De Wet op het primair onderwijs bepaalt dat de bekostiging niet wordt beëindigd wanneer een school minimaal 50 leerlingen heeft en de enige school is van een richting binnen een straal van 5 km. Deze uitzonderingsbepaling is in de wet opgenomen om rekening te kunnen houden met de regionale functie die scholen vaak vervullen en het feit dat het voedingsgebied van een school vaak groter is dan de gemeente waarin de school is gevestigd.
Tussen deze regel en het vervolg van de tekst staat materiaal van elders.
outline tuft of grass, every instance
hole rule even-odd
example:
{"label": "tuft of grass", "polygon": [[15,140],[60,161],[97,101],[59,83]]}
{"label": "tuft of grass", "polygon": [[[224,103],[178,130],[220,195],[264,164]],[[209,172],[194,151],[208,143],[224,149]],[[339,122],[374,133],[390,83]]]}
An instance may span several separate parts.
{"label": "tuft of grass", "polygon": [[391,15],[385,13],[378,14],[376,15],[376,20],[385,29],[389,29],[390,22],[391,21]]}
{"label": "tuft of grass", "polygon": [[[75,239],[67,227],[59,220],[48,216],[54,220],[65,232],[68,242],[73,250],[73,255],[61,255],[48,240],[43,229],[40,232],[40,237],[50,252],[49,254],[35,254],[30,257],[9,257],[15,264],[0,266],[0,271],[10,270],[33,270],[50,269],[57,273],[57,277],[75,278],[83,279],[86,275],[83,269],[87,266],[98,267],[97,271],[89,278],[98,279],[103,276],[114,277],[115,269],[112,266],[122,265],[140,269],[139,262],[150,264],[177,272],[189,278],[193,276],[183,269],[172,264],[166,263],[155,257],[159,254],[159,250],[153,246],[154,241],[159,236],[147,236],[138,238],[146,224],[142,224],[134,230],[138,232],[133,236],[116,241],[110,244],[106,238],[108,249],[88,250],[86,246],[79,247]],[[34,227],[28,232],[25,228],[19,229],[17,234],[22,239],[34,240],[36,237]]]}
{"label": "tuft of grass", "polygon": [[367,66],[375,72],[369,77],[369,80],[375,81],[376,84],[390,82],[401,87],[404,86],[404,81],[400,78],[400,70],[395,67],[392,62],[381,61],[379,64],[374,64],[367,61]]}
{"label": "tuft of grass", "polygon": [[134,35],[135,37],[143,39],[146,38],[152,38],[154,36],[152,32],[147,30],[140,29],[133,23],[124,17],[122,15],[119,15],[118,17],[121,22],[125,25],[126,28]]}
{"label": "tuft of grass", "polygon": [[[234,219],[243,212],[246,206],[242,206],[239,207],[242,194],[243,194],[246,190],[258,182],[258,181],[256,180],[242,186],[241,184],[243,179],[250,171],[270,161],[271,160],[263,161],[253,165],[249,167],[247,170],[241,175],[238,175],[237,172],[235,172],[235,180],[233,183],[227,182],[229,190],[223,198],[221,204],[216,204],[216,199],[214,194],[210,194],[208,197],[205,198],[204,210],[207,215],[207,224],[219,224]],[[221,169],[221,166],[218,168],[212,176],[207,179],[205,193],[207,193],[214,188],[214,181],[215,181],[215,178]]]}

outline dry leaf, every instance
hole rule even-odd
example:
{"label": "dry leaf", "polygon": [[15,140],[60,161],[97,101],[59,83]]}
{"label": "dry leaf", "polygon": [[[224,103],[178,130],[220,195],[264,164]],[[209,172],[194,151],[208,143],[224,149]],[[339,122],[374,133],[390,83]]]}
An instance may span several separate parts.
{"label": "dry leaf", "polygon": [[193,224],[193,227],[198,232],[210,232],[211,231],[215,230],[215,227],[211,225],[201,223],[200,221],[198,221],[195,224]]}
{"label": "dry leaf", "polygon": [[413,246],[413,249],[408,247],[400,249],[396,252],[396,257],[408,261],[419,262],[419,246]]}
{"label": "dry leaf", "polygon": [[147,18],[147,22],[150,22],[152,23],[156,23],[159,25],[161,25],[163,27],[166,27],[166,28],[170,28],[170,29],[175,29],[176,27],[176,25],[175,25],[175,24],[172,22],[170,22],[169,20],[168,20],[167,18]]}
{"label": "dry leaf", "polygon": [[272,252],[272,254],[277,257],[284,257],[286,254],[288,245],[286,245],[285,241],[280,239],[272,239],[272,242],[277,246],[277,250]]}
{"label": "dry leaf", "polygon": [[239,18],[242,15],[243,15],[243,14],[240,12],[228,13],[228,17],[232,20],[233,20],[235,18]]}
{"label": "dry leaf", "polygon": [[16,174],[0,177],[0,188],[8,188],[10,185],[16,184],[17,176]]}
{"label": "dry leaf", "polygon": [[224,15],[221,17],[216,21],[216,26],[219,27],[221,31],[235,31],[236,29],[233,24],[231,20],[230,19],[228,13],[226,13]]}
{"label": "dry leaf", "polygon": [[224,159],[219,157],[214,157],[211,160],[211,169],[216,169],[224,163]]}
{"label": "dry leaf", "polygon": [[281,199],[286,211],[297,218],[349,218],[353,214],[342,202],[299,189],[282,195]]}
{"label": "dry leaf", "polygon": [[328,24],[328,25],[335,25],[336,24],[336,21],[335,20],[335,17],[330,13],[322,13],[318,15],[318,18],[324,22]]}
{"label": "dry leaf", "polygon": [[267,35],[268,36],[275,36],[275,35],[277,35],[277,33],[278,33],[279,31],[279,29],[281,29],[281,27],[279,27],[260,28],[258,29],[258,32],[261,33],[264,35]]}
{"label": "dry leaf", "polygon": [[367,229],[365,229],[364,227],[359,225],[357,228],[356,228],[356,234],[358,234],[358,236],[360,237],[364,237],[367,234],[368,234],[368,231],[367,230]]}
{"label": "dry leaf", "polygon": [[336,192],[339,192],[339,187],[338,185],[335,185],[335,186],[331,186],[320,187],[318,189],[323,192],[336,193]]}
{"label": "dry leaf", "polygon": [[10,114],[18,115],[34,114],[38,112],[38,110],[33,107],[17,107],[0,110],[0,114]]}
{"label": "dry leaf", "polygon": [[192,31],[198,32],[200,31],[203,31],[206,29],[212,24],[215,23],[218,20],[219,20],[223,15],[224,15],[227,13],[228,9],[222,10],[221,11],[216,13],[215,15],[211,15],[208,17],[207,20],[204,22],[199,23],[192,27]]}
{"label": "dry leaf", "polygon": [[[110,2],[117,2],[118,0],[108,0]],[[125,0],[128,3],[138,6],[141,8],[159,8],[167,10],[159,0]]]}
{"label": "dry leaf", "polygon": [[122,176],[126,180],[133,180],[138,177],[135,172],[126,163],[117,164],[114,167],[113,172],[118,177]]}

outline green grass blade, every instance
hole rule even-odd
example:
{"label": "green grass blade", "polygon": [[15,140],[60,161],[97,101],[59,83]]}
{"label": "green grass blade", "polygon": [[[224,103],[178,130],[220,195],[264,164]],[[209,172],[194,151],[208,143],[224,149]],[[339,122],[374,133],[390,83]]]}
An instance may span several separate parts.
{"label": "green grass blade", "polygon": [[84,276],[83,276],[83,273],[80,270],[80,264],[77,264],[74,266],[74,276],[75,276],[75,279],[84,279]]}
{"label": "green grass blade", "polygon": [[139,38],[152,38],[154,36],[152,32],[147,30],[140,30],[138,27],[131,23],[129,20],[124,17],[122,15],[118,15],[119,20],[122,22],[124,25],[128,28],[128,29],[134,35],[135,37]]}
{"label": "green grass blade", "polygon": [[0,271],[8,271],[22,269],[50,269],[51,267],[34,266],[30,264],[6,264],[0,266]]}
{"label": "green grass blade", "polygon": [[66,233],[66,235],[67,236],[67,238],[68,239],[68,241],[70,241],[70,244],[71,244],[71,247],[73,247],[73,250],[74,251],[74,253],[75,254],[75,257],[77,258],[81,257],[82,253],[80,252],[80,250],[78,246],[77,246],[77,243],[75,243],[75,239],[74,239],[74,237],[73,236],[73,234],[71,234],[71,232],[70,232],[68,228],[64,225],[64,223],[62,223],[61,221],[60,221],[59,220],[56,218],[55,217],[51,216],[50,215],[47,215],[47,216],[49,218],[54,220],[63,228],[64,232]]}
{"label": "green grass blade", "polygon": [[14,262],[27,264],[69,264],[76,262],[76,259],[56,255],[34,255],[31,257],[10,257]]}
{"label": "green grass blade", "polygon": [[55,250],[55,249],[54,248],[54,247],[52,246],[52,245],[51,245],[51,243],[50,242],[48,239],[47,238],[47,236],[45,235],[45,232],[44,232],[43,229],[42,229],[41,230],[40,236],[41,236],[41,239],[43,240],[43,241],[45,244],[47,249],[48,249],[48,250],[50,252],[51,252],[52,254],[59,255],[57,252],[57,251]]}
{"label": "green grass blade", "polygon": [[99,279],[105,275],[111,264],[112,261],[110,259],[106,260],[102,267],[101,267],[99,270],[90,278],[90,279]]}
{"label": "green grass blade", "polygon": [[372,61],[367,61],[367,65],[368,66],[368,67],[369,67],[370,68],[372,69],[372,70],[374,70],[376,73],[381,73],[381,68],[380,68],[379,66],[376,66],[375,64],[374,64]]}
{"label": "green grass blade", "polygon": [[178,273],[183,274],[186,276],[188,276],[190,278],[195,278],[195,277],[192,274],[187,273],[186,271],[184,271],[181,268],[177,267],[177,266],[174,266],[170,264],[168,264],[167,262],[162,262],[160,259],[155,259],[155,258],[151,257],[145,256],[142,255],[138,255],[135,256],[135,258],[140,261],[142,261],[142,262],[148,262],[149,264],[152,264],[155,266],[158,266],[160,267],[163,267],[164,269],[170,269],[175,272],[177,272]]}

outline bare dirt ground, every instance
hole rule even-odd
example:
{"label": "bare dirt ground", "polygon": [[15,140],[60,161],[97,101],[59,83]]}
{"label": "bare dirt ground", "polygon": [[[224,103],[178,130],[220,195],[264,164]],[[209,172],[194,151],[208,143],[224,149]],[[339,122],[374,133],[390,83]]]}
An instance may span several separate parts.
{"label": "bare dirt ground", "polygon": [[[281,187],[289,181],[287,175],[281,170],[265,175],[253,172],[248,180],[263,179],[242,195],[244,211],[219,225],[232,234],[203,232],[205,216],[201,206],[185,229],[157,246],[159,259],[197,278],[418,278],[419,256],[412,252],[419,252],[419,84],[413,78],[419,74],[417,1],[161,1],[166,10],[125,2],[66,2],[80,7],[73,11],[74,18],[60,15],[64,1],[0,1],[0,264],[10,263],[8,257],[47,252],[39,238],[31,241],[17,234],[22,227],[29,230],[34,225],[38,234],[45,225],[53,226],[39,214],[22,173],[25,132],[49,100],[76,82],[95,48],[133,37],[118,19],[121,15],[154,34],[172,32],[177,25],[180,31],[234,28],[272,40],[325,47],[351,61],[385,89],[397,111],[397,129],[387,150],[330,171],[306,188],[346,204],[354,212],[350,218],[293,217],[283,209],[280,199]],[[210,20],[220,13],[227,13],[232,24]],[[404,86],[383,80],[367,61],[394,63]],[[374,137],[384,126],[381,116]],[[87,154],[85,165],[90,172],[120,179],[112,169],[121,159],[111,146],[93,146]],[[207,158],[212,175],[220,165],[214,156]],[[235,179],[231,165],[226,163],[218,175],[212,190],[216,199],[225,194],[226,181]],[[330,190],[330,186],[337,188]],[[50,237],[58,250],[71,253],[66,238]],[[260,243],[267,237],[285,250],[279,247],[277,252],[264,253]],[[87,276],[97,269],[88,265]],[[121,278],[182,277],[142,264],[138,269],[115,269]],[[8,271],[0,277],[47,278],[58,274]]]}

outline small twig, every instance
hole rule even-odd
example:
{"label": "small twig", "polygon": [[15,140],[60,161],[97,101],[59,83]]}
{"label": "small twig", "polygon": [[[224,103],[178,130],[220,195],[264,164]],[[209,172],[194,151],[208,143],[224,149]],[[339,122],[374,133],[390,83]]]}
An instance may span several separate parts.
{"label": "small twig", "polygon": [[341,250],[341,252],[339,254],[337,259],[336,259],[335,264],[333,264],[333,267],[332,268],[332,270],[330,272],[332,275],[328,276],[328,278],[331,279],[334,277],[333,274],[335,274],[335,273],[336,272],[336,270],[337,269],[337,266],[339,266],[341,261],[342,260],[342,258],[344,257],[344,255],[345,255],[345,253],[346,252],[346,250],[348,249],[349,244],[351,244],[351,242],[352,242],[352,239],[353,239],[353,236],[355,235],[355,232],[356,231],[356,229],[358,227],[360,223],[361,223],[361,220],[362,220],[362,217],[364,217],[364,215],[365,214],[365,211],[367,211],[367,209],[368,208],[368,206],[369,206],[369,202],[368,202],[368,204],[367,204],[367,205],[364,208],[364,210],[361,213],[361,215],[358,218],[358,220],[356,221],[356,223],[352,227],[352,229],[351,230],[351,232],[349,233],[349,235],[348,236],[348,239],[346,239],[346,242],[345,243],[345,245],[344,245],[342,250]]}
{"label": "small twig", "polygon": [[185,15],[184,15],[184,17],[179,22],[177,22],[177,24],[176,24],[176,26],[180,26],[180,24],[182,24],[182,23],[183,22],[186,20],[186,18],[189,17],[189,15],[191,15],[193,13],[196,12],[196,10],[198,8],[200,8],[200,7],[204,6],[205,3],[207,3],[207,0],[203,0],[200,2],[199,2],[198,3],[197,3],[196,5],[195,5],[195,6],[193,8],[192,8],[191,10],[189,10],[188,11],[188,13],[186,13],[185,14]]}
De wet voorziet niet in de mogelijkheid om van die bepaling af te wijken.
In dit geval bevinden zich binnen een straal van 5 km van de school 5 andere protestants-christelijke basisscholen, waarvan 3 ruim boven de opheffingsnorm. De in deze vraag bedoelde school is dus niet de enige school in de buurt van dezelfde richting.
Bent u bereid in het algemeen te kijken naar de 5 km-regel die geen rekening houdt met natuurlijke barrières die de daadwerkelijke afstand van de ene naar de andere locatie vergroten? Zo nee waarom niet?
De wetgever heeft voor lief genomen dat de hier bedoelde bepaling al naar gelang de natuurlijke barrières verschillend uit kan pakken. Ik zie dan ook geen reden om de wet aan te passen.
Deelt u de mening dat de school in Zalk financieel gezond is, een goede onderwijskwaliteit biedt en voldoet in de behoefte van de ouders? Bent u bereid te kijken of u uw discretionaire bevoegdheid kunt inzetten voor het openhouden van de school? Zo nee waarom niet?
Volgens de Inspectie van het onderwijs staat de school er financieel goed voor en is het onderwijs van voldoende kwaliteit. Deze aspecten bieden mij echter geen wettelijke grond om de regels omtrent opheffing opzij te zetten. De Wet op het primair onderwijs biedt mij de mogelijkheid mijn discretionaire bevoegdheid in te zetten wanneer het gaat om een school die door middel van de gemiddelde schoolgrootte in stand wordt gehouden (dat wil zeggen dat binnen een bestuur of een bestuurlijke samenwerking een te laag leerlingaantal op de ene school wordt gecompenseerd met een hoger leerlingenaantal op een andere school) en enig jaar onder de 23 leerlingen zakt. Als er dan voldoende uitzicht is op een toename van het leerlingenaantal kan ik besluiten de school tijdelijk in stand te houden. De Oranjeschool wordt echter niet door middel van de gemiddelde schoolgrootte in stand gehouden. Mijn discretionaire bevoegdheid kan ik in dit geval daarom niet toepassen.
Om te voorkomen dat de school verdwijnt zou het schoolbestuur samenwerking kunnen zoeken met een ander schoolbestuur. Dat kan door middel van een besturenfusie of aan de hand van een samenwerkingsovereenkomst gesloten door twee of meer zelfstandige besturen. Als wordt voldaan aan de norm van de gemiddelde schoolgrootte kan de school als zelfstandige school blijven voortbestaan. Ook kan het schoolbestuur ervoor kiezen de school te fuseren met een andere school, waarna de school als nevenvestiging of dislocatie kan blijven voortbestaan. Op die manier blijft de school als locatie bestaan en wordt voorkomen dat de leerlingen naar een ander schoolgebouw moeten afreizen. Kortom, de Wet op het primair onderwijs biedt mogelijkheden om ondanks een te laag leerlingaantal als school of als vestiging te blijven voortbestaan. Het is aan het schoolbestuur deze mogelijkheden tijdig te verkennen.